La dernière fumisterie électorale a démontré à plus d’un que dans l’esprit de la Refondation, un maillot sec n’a pas plus d’intérêt que la nudité. Que pour figurer sur une liste GMD, il vaut mieux mouiller son froc que remuer ses méninges. Qu’une vision éclairée ne vaut que dalle face à l’art suprême des Mouytaires. Que les compétences valorisent moins que les révérences. Que dans les hauts plateaux du Tangué, mieux vaut se prévaloir de la bonne souche que d’un parcours vertueux ou d’un quelconque altruisme. Qu’à Cona-cris, Labé, Zali ou Kouroussa, il suffit de cracher sur ses ex ou ses géniteurs pour mériter le cachet d’admission. Bref, il suffit de renoncer à ses combats, renier ses positions d’hier et prêter allégeance à la Génération pour la Magouille et la Déprédation.
A la fin, qu’apprendre de nos 68 ans d’errement ? Avant tout que la conviction est au résistant politique ce que le vice est à la crapule, c’est-à-dire plus qu’un désir, mais l’air qu’il respire.

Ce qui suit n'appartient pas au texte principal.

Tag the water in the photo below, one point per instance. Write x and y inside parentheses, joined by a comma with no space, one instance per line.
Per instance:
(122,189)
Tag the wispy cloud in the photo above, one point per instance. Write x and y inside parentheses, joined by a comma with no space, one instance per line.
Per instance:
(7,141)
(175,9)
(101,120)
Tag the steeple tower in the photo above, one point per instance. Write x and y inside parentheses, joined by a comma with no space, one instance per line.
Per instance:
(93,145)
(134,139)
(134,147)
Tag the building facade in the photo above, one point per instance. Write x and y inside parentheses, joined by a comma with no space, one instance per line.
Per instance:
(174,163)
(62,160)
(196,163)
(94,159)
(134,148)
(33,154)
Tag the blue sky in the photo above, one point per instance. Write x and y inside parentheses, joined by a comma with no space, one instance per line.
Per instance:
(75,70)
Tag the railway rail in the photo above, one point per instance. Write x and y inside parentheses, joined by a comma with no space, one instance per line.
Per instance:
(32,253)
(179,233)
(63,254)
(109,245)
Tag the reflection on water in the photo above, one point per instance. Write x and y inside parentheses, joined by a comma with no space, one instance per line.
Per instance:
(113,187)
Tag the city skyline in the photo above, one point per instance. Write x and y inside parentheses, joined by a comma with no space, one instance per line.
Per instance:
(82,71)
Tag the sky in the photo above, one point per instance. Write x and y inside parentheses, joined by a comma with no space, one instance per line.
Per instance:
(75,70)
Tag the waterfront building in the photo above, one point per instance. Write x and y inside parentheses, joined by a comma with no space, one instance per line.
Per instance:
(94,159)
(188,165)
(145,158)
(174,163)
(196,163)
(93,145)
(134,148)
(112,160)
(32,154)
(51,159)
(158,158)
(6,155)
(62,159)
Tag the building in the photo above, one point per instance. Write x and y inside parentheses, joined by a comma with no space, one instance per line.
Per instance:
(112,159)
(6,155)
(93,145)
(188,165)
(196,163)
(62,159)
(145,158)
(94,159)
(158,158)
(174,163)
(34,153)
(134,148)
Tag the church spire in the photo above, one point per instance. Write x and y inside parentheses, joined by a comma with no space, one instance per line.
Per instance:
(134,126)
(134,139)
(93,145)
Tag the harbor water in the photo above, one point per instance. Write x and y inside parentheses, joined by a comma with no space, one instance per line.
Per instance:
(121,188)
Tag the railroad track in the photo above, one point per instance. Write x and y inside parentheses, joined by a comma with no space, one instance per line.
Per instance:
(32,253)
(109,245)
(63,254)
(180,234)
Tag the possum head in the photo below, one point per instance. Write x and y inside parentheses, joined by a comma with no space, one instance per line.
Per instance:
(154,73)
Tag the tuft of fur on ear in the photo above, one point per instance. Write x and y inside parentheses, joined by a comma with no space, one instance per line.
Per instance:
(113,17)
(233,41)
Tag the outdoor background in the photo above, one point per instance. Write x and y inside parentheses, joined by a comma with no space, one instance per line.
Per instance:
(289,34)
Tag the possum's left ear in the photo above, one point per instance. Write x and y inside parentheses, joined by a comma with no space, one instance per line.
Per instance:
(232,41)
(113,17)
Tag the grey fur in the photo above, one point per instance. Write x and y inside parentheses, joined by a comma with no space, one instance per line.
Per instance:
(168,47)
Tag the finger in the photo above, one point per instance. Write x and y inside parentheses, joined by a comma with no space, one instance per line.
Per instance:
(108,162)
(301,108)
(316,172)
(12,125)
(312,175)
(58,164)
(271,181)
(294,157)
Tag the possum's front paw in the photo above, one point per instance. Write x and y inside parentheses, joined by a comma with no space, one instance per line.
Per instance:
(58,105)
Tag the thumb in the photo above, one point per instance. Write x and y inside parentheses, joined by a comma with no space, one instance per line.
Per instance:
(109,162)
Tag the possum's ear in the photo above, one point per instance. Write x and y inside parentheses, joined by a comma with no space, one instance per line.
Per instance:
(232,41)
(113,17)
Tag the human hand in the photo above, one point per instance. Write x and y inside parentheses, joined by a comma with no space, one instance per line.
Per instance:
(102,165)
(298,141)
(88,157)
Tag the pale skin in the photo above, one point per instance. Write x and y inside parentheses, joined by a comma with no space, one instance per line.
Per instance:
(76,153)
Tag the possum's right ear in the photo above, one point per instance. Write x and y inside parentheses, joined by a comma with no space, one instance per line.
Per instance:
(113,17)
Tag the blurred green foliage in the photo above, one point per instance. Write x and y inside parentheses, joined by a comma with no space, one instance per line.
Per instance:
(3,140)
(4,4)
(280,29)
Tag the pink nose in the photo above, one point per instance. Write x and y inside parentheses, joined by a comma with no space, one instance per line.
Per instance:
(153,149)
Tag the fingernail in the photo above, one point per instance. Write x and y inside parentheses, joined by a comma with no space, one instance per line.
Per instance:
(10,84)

Ensuite que nourrir son boa de chair humaine, c’est lui promettre la sienne propre le jour où ses crocs seront assez acérés. Enfin, que nous n’avons pas le monopole du burlesque.
Au Tchad, la compromission coûta à Masra le Succès qui lui était tant promis. Mais à la porte d’à-côté, il y a Sonko pour nous prouver qu’en politique capituler, c’est s’offrir à la guillotine du tyran. Qu’un opposant courageux sans une masse critique pour le porter est un martyr en sursis, condamné à meubler les cimetières et à féconder les récits. Aliou Bah, Foniké Mengué, Billo Bah, Marouane Camara et Cie, sachez qu’Allah n’est pas obligé.
Mais, attention ! la bien-pensance est une chemise mamounaise, l’homme qu’elle habille de face n’a rien à voir avec celui qu’elle couvre de dos. Beaucoup ont vite fait de retourner la veste. Combien de censeurs d’hier sont devenus mystificateurs aujourd’hui ? Leur moraline de jadis est devenue un suc psychédélique. Les ascètes d’hier sont devenus hédonistes et les pourfendeurs, des griots à faire pâlir Djely et Farba. Nul n’est à l’abri du renoncement, pas même l’auteur grossier de ces propos impertinents.